A materialização da ameaça
Já estamos diante de um bloqueio naval? Majano não tem dúvidas de que a lógica leva diretamente a essa conclusão.
"Ao identificar essas embarcações e declarar expressamente que não poderiam ser usadas para transportar petróleo bruto venezuelano [...], vocês estavam interrompendo o elemento fundamental de um processo de produção, que é a sua comercialização."
A ação contra o petroleiro e a subsequente sanção de seis embarcações desse tipo — "não qualquer petroleiro, mas precisamente os maiores", enfatiza Majano — revelam a tática. Trata-se de atacar elos logísticos críticos para "causar danos significativos", reflete ele.
Mas a estratégia de cerco não se limita ao petróleo bruto exportável. Majano relembra um episódio anterior, menos divulgado, mas igualmente vital: a interceptação de um navio que transportava diluentes para a PDVSA.
Esses produtos químicos são essenciais para o transporte de petróleo pesado da Faixa do Orinoco, dos campos de produção até os portos de embarque.
"Sem diluentes, nosso petróleo pesado não pode sequer ser transportado internamente, nem mesmo sair do campo de produção", aponta o especialista. Isso demonstra, em sua opinião, que o objetivo é sabotar completamente a cadeia produtiva, fechando qualquer válvula de escape que permita à Venezuela contornar as sanções financeiras. É uma tentativa de selar hermeticamente o bloqueio.

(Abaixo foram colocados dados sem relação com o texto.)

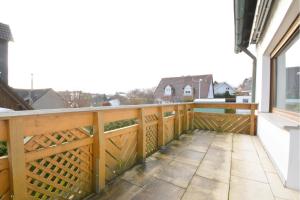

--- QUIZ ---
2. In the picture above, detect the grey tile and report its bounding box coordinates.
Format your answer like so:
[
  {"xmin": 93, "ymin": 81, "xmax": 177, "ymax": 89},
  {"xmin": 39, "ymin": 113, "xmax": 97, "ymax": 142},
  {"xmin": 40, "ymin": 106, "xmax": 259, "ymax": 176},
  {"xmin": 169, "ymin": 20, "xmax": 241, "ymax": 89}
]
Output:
[
  {"xmin": 229, "ymin": 176, "xmax": 274, "ymax": 200},
  {"xmin": 154, "ymin": 161, "xmax": 197, "ymax": 188},
  {"xmin": 131, "ymin": 179, "xmax": 184, "ymax": 200},
  {"xmin": 182, "ymin": 176, "xmax": 229, "ymax": 200}
]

Há algum limite para os EUA?
Uma das incógnitas é até onde o governo dos Estados Unidos está disposto a ir com suas ações no Caribe. A Venezuela mantém alianças estratégicas e acordos petrolíferos com potências como Rússia, China, Irã e Índia. Washington arriscaria apreender um carregamento destinado a um desses países?
"Sim, devemos considerar a possibilidade de que a potência hegemônica imperial possa agir dessa forma."
O raciocínio do especialista vai além do ato em si: o efeito dissuasor sobre terceiros faz parte do cálculo.
"A questão é quem oferecerá esse tipo de serviço. Eles querem quebrar a vontade do comerciante, do prestador de serviços, dos acionistas de uma empresa que perde um navio-tanque, que perde um ativo tão importante. É nisso que Washington está apostando."
No entanto, o analista introduz uma variável crucial: a escalada militar. "Temos os acordos [...] que funcionariam, é claro, em um cenário sem confronto físico. Mas, neste caso, estamos falando de um destacamento com os equipamentos e navios militares mais poderosos do mundo, que estão preparados para fazer o que for preciso."
Este cenário, alerta ele, coloca as principais potências aliadas em um dilema extremamente tenso, onde teriam que agir em defesa de seus próprios interesses de segurança energética.
"Não se trata mais apenas de 'vocês estão tirando os produtos fabricados no seu país' [...] Neste caso, eles estão até proibindo vocês de comercializarem seu próprio petróleo, sua própria produção. É uma situação extrema."
Uma encruzilhada para a América Latina e a ordem mundial
A apreensão do petroleiro não é um incidente isolado no Caribe. Majano a enquadra em uma estratégia global de contenção, onde o congelamento indefinido dos ativos do Banco Central da Rússia pela União Europeia é visto como parte do mesmo padrão.
"Qual é a verdadeira ameaça que essas potências hegemônicas enfrentam? Precisamente a criação de uma alternativa de mercado e financeira."
O verdadeiro perigo para o poder estabelecido, segundo a análise de Majano, é a perda do monopólio do dólar como instrumento de comércio e coerção. As agressões contra a Venezuela e as sanções contra a Rússia servem, em última análise, a esse objetivo comum: sufocar qualquer alternativa ao sistema financeiro unipolar.
O alerta da especialista é um apelo à clareza e à união. A "era da pirataria naval criminosa no Caribe", denunciada por Maduro, é a manifestação violenta de uma luta pela soberania econômica e pela multipolaridade. Superá-la, conclui o pesquisador, dependerá da "união do povo e de seu governo na defesa de seus interesses e do direito legítimo de produzir e comercializar seus bens".